I will have to stop searching for this problem for the time, and check if it appears again.
Either way, thanks for the help!
As per your recommendations / questions:
>Have you checked that after each GC call the stack is back where it
>started (basic correct C behavior)?
No, but I will if I have the opportunity again.
>- What allocator are you using? Does it fully support realloc?
It is a custom implementation. It does support realloc, and as per
my latest tests, it works OK.
>-You could try tracing allocations by inserting a tracer between Lua
>allocation calls and the actual allocator, also doing a stack check
>(and possibly other checks) before and after each call, to get a few
>more clues about what is happening.
I tried to, but to be honest I have trouble understanding the internals
of Lua. So even if there was anything wrong, I may not have noticed it...
>- How does Your memory layout looks like? (linker script). Maybe stack space and heap space overlaps?
The stacks and the heap are located to different non-contiguous RAM banks.
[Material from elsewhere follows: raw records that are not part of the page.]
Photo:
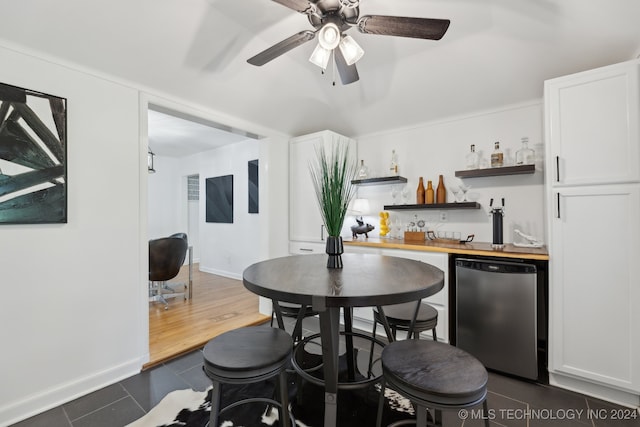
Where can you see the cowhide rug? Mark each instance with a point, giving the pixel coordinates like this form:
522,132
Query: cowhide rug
355,407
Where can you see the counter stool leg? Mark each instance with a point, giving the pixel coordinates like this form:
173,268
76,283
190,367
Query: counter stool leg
380,403
348,327
485,412
215,404
373,335
284,399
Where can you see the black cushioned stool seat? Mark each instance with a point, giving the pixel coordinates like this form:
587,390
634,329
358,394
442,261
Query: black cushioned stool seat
433,375
244,356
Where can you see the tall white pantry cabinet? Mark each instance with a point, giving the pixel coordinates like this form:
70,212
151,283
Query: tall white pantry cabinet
592,125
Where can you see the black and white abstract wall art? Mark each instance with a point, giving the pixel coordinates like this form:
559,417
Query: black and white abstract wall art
219,201
33,157
254,205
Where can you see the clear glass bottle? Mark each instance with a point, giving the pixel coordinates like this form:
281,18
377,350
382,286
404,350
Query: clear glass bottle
497,157
430,194
441,191
525,155
420,192
363,172
393,167
473,159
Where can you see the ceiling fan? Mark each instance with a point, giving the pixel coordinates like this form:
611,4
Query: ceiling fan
331,18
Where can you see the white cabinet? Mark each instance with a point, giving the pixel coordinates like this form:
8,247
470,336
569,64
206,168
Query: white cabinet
593,217
305,221
592,126
594,284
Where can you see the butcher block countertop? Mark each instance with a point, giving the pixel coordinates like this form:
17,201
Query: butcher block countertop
471,248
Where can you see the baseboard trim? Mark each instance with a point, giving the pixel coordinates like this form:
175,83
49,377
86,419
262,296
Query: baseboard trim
598,391
222,273
46,399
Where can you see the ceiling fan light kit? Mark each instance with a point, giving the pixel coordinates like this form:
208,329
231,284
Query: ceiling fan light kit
351,50
320,56
331,18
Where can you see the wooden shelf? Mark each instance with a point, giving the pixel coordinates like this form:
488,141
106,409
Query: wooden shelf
380,181
505,170
461,205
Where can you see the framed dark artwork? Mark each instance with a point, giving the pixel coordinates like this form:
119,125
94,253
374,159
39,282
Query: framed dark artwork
254,206
33,157
219,203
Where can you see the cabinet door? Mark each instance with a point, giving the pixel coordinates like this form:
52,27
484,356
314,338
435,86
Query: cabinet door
594,287
592,121
305,221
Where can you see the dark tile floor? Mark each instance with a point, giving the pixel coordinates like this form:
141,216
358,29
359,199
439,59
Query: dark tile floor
511,402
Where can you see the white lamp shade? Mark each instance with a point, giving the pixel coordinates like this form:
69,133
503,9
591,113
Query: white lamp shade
351,50
320,56
361,206
329,36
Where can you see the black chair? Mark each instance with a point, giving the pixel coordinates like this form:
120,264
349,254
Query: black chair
433,375
245,356
297,311
166,257
399,318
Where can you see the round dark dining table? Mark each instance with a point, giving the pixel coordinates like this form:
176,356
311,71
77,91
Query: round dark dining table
366,280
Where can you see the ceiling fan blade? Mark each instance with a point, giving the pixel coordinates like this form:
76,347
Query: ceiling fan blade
348,73
281,48
420,28
302,6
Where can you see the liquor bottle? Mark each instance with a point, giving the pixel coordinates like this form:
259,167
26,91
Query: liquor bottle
441,191
430,199
525,155
393,167
420,192
497,157
472,158
363,172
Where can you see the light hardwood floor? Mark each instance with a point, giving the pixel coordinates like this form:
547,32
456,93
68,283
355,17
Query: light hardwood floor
219,304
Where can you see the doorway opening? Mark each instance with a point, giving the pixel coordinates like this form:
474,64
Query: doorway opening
219,303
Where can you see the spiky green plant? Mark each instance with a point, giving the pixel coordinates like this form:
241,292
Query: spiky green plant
331,174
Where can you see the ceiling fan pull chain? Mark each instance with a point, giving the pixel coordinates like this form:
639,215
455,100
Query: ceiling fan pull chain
333,57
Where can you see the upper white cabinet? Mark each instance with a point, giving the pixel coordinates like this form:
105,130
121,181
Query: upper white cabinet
594,286
593,217
592,126
305,221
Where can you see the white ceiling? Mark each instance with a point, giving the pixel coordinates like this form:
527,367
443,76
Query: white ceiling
495,53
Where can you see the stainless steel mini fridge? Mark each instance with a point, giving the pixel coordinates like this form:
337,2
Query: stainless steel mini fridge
496,309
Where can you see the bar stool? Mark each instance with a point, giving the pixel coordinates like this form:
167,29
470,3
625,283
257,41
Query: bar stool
297,311
399,318
244,356
433,375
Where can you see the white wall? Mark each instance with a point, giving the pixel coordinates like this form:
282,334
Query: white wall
164,198
431,149
71,313
75,318
227,249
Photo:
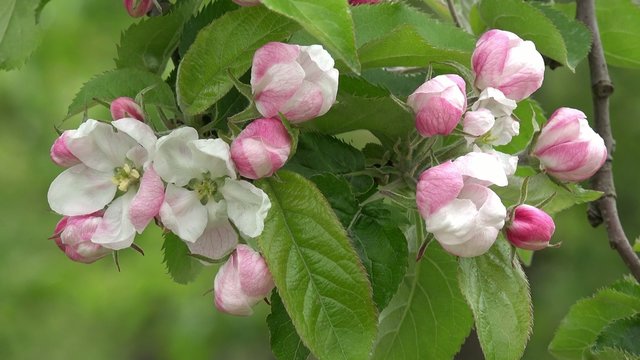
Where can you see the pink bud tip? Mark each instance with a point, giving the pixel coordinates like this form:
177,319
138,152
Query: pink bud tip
125,107
261,149
531,228
60,153
439,104
242,282
138,8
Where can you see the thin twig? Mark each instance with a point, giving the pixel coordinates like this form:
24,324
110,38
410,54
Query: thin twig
602,88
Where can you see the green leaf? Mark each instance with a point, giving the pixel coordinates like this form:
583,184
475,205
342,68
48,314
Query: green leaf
529,23
182,267
318,274
123,82
328,20
619,24
588,318
285,342
226,44
428,317
498,292
148,44
575,34
19,32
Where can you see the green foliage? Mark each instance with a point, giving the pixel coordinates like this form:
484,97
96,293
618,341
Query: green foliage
556,36
497,291
285,342
180,265
149,43
19,31
123,82
601,326
227,44
428,317
318,274
328,20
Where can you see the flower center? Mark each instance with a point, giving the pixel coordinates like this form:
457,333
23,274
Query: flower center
125,176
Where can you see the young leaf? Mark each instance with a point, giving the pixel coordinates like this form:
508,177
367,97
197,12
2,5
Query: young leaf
19,32
182,267
327,20
226,44
498,293
148,44
428,317
587,319
285,342
123,82
318,274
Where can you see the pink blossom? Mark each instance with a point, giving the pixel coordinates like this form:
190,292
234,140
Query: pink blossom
261,149
531,228
568,148
297,81
439,104
504,61
242,282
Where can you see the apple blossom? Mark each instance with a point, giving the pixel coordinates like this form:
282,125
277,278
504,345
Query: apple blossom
242,282
531,228
568,148
462,213
261,149
203,194
123,107
439,104
73,236
297,81
504,61
110,162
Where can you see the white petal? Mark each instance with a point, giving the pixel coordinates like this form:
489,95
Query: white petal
81,190
247,206
116,230
173,159
183,213
99,146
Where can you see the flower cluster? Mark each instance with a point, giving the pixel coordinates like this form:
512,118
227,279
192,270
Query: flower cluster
454,197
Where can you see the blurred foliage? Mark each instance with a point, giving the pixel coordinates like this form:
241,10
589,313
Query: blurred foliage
53,308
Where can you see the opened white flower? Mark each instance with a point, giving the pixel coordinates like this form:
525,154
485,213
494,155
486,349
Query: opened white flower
114,164
203,194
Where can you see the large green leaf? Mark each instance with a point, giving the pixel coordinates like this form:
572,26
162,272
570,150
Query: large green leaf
428,317
285,342
318,274
149,43
589,318
227,44
529,22
19,32
328,20
497,290
182,267
123,82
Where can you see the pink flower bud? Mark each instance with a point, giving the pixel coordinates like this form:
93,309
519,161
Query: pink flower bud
439,104
138,8
73,236
124,107
261,149
60,153
297,81
531,228
504,61
242,282
568,148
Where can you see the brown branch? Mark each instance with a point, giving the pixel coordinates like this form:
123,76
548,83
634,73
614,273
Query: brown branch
605,208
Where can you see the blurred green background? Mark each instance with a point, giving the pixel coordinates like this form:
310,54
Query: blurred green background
53,308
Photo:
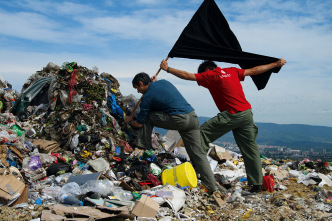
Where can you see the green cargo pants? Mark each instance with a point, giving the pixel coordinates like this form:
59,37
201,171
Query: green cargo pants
245,133
188,127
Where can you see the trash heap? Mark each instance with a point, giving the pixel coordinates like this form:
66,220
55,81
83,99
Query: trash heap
66,154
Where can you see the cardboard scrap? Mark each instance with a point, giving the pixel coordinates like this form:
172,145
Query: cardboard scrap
47,215
10,189
80,211
82,179
47,145
280,174
219,153
145,207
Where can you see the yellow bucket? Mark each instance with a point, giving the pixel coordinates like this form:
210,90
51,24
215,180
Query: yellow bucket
183,174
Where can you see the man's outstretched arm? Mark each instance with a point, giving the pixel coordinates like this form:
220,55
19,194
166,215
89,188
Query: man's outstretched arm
178,73
263,68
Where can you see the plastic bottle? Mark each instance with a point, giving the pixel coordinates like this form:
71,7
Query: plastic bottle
68,199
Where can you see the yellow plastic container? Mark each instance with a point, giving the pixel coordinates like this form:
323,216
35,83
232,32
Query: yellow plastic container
183,174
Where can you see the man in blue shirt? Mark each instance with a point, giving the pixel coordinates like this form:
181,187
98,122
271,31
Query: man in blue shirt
164,106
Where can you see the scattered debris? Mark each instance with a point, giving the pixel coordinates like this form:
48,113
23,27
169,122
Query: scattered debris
66,154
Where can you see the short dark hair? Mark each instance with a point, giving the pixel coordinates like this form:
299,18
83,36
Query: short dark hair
206,65
144,77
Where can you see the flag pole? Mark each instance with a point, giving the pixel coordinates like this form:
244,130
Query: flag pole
139,101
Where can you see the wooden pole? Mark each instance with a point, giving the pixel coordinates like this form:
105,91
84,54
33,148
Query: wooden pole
139,101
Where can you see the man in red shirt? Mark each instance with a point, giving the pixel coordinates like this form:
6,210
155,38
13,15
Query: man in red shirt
235,111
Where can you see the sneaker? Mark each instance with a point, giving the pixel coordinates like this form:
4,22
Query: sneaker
256,189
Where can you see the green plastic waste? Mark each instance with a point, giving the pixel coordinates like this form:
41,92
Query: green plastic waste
18,130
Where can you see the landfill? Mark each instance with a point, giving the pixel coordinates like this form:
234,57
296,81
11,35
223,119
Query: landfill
66,154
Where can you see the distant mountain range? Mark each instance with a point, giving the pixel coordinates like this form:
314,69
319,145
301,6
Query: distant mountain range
296,136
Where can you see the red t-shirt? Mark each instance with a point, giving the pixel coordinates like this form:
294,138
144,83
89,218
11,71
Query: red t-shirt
225,88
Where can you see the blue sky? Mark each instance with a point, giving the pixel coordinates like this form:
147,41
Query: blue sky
125,37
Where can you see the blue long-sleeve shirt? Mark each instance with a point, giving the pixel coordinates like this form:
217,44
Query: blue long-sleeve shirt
162,96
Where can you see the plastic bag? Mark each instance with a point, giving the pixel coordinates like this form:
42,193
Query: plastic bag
34,163
71,188
103,187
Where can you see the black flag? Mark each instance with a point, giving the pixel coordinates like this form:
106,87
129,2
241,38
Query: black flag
209,37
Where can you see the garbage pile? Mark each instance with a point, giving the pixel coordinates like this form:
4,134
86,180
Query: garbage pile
66,154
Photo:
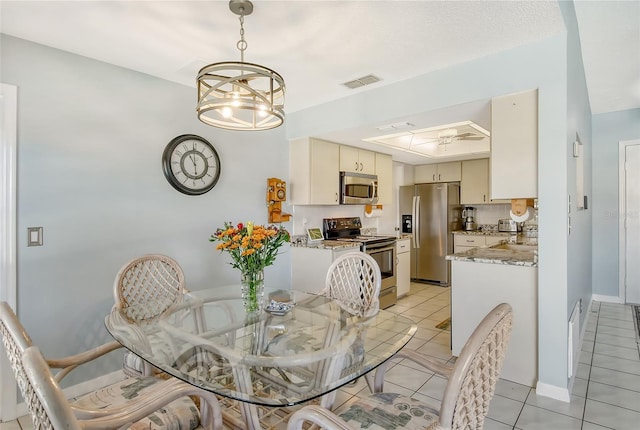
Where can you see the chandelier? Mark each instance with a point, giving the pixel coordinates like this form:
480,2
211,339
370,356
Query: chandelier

I seen no
way the heap to corrupt the stack (a hardware exception will be raised).
Apart from this, there are also lots of other checks, so I believe that it is very
improbable that something unrelated to Lua (and thus running at another thread
with an isolated stack), will cause any such problem:
1. Stacks are prefilled with a known pattern. Their usage level is monitored.
2. The stack pointer is checked during context switches.
3. The heap blocks are padded with a known pattern. Any overflow will be caught.
4. Heap blocks are chained in a linked list fashion. During every malloc, realloc
or clear, this list is validated. Any corruption of the block headers will break the
chain and will be caught.
5. Lua runs on a dedicated thread. Thus it has a dedicated stack.